Vi Conclusion and Future work
In this study, we investigated the automatic detection of pairwise F-formation memberships and roles using wearable sensors. We built our solution on proxemics and dynamics of interaction which were sensed through proximity and acceleration. With an LSTM network, we were able to learn joint pairwise representations of these modalities. These representations are then used to identify the presence of interaction and the roles participant took in it. Our solution was fully automatic and trained end-to-end, converting raw input data to output labels. We tested our method on the publicly available MatchNMingle dataset which was collected during real-life mingling events. We also investigated different setups in terms of input modalities and time resolutions. We tested our method on 20 different splits of our dataset to evaluate its generalisation capabilities.
Our experiments showed that using acceleration and proximity together guarantees performance at least as good as using separate modalities.
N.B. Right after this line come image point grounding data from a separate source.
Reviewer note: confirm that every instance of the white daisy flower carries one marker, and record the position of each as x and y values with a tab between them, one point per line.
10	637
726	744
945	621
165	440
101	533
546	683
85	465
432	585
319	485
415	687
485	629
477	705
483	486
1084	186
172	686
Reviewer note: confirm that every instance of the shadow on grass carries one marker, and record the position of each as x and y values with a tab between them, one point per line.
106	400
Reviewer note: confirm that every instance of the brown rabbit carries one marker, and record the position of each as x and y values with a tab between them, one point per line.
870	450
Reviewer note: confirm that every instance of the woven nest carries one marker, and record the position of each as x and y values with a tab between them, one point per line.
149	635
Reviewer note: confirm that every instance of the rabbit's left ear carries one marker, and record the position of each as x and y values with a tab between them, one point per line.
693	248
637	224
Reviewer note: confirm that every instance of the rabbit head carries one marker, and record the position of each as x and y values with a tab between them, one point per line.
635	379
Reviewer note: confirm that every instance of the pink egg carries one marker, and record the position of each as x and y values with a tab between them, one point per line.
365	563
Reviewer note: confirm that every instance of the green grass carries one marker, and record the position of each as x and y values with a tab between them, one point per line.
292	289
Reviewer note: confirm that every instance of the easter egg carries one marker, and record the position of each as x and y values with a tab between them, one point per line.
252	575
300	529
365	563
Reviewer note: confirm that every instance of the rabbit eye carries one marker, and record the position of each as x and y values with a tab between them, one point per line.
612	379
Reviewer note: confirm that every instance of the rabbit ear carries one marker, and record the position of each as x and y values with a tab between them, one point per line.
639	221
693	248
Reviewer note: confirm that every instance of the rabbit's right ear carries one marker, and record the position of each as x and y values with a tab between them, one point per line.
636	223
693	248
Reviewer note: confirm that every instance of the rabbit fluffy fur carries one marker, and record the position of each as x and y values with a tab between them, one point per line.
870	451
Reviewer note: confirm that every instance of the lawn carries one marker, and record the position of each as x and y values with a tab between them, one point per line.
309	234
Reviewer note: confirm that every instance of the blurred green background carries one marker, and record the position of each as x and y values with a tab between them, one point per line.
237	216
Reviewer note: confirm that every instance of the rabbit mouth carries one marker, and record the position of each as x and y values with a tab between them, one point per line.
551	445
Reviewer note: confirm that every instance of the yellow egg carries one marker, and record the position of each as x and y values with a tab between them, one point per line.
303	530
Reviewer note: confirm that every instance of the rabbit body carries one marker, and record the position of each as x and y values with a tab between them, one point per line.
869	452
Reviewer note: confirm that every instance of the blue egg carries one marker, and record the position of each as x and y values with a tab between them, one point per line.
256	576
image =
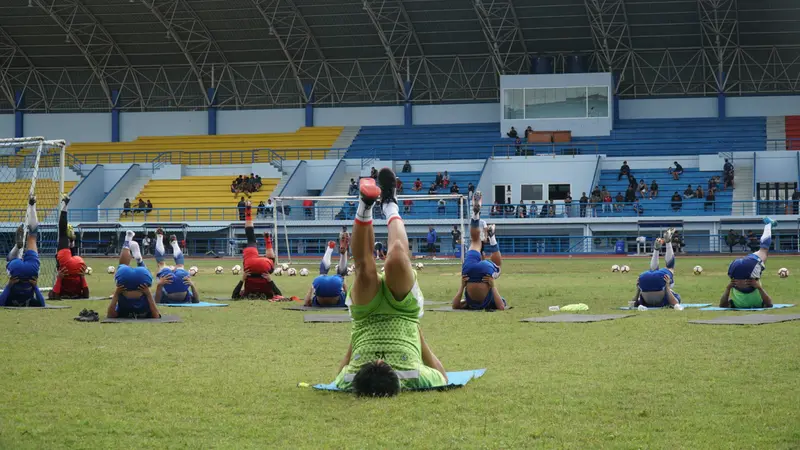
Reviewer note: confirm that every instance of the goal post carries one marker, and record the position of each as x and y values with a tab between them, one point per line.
424	210
32	166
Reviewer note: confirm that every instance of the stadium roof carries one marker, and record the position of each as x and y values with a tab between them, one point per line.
74	55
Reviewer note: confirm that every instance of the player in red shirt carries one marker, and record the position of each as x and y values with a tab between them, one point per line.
71	280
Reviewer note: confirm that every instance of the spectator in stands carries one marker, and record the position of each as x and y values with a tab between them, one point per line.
677	201
637	208
642	188
584	201
431	239
653	190
624	170
241	206
607	202
796	201
677	171
619	202
711	198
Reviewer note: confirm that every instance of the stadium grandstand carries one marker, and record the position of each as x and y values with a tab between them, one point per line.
592	129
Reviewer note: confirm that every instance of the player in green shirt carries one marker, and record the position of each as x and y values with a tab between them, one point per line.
387	351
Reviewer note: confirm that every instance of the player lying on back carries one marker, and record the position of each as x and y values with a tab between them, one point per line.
329	290
23	273
744	290
387	351
477	289
654	287
132	298
71	280
256	281
174	285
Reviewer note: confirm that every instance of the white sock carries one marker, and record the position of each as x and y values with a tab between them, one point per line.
390	209
364	213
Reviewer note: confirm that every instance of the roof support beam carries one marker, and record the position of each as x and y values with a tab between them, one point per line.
296	40
503	34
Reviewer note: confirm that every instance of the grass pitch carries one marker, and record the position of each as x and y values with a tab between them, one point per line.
227	377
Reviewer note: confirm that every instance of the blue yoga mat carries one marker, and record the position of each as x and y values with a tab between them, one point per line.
455	379
685	305
777	306
193	305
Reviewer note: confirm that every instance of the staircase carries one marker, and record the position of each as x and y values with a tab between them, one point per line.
743	192
344	140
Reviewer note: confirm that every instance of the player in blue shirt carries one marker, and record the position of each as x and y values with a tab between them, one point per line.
23	273
478	290
174	285
133	297
654	287
330	290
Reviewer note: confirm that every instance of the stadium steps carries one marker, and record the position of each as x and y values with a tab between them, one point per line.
200	193
661	206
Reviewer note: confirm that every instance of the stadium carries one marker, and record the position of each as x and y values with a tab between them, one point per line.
630	168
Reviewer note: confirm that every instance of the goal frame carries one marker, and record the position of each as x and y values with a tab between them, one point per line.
461	199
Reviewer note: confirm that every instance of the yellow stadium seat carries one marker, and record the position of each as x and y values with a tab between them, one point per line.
195	198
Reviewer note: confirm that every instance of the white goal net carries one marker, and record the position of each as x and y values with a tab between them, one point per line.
31	166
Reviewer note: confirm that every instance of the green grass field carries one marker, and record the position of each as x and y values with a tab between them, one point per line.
227	377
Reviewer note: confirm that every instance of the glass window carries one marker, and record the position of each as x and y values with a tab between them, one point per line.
598	101
531	192
514	104
558	191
With a window size of 30 seconds, which was sufficient for interaction dynamics to arise, the fusion of these modalities provided a mean AUC score of 0.975, significantly outperforming others. Our experiments on the detection of role pairs showed that different role pairs are better represented in different window sizes. Even though we were able to detect each role pair better than a random classifier, relatively low performances of these detections, especially for the listener&listener pairs, showed there is still room for improvement.
We believe there are many possibilities for extending this work, both for group membership and role detection parts. First of all, our formulation of the problem was based on a pairwise representation of interactions. As a refinement step to group membership detection, pairwise predictions of our method can be used to create a complete scene representation, similar to a proximity graph. There exist studies in the literature which provide a solution for this step[hung2011detecting]. By employing one, we can refine the predictions of our method. Secondly, our model treats the proximity and acceleration streams as equals while learning joint representations. More sophisticated formulations are also possible, such as using proximity streams as pooling layers for acceleration, which might result in better representation.
The fixed threshold used to identify speakers for training might result in mislabelling some instances. For example, in a 5 person group, if everyone speaks for an equal amount of time in a given interval, their speaking lengths will correspond to one-fifth of the window. In our current setup, none of these people will be identified as speakers. A proper labelling approach which considers the group size should result in better identification. Moreover, previous work has already identified the importance of using the group size information in the training [gedik2018detecting]. Using the group size as additional information in the training phase might cover more varied behaviours of different roles. Finally, in this work, we only focused on two basic roles: speakers and listeners. However, social science literature has vast knowledge of group behaviour and the roles people take in interaction. Identifying more representative classes and creating sophisticated models for representing them should result in more satisfactory results.